But, if you do things right, your 20’s offer more than a time to explore – they offer the chance to set yourself up for life. While investing in your 20’s may sound boring, starting young is easily the best way to get ahead.

 

 

 

8 Smart Investing Tips for Twenty-Somethings

If you’re still young enough to have fun but still ready to lay a foundation for the kind of lifestyle you hope to have in the future, the time to start planning is now. But, where and how should you get started? Here are eight investing tips from top financial planners around the country:

 

Tip #1: Unleash the power of compound interest by investing early.

When you’re in your 20’s, it’s easy to think you have all kinds of time to get your financial life together. You could easily live another 60 or 70 years, right?. What difference will it make if you put off investing for a while?

 

Unfortunately, waiting can make a world of difference. Financial advisor Mitchell Bloom of Bloom Financial, LLC offers this example to illustrate what you’ll miss out on if you wait:

 

Let’s say you invest $300 per month starting at age 20 and don’t stop until you’re 60-years-old. If you managed an 8 percent return during that time, you would have more than $1 million dollars in that account alone. Now let’s say you waited until you were 30 to get started. By the time you reached 60-years-old, you would only have $440,445 in your account. Those first ten years you missed out on would cost you more than $550,000 in returns – even though you only skipped $36,000 and ten years of deposits!

 

This is the magic of compound interest, a phenomenon Albert Einstein once lauded as the eighth wonder of the world. Compound interest is the type of interest you accrue when the interest you earn on your savings or investments begins to compound on itself.

 

“ Compound interest is the most powerful force in the universe ,” says financial planner Jude Wilson of Wilson Group Financial.
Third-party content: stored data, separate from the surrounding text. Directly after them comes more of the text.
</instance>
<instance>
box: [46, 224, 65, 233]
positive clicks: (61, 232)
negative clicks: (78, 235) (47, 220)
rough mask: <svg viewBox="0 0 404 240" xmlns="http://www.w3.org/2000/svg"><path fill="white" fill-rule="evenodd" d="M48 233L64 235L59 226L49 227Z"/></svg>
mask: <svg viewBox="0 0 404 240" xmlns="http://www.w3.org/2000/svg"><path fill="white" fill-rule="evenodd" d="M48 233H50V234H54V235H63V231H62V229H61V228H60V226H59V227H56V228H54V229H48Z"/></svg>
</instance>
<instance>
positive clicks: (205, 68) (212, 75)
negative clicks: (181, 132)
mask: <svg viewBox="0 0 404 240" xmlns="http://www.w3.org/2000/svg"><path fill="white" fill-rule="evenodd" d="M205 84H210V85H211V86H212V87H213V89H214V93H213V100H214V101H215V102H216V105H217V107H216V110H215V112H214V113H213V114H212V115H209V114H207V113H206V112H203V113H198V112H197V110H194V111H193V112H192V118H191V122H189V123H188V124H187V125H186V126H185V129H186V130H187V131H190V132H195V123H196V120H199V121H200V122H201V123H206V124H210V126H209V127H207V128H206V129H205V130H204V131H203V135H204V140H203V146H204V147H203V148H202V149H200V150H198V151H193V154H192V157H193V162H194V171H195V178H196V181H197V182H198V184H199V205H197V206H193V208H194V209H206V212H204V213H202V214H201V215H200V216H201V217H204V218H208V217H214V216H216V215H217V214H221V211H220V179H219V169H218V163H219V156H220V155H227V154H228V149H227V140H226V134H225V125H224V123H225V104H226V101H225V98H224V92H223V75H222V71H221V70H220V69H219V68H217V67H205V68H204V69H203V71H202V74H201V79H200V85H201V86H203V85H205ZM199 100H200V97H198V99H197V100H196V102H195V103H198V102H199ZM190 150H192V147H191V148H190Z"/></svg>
But, it’s important to note that it’s power comes with time – time you’ll squander if you don’t start investing when you’re young.

 

If you want to be financially free in the future, then you have to harness this power and put it to work. If you don’t, you’ll miss out on gains you can never get back.

 

Tip #2: Consider investing as part of a broader financial plan.

While investing early and often can help anyone in their 20’s begin building wealth, that doesn’t mean investing is the answer to every problem. As Seattle Financial Advisor Josh Brein notes, the best thing any young person can do is consider all aspects of their financial health.

 

Do you have student loans you need to pay off? Credit cards that just keep growing? A spending habit you just can’t contain?

 

If you’re spread too thin financially, and especially if you have a habit of overspending, investing may not be the best choice, notes Brein. “You can’t invest your way out of debt or bad spending habits.”

 

This is why Brein says his best advice for young new clients is to spend less time worrying about the next hot stock and more time worrying about fundamental spending habits, debt, savings, and budgeting. The bottom line: A fully-funded retirement account won’t set you up for life if you’re drowning in debt and don’t have your spending under control.

 

Tip #3: Realize that money is a tool.

If you’re in your 20’s and ready to build wealth, it all starts with recognizing the money you earn is nothing more than a tool, says financial advisor Eric C. Jansen of AspenCross Wealth Management.

 

Instead of thinking of the money you earn as the solution to your problems, think of it as a tool you can use to create the life and lifestyle you want via smart choices regarding spending, savings and investing.

 

“Learning to become a diligent saver and investor early on is the key to being able to live the life you desire,” says Jansen. “While you’re trading your time for money today, in the future you will be able to use your money to give you the time to do more of the things that really matter in life.”

 

With the money you earn as your tool and guide, Jansen suggests dividing your goals into short-term and long-term buckets and choosing investments that will help you reach them. For short-term investment goals like saving for a house, consider conservative investments such as Bank CD’s, Savings or Money Market Funds.

 

For long-term goals like retirement and/or financial independence, you will want to invest more aggressively as you have time on your side to withstand the ups and downs of the stock market, he says.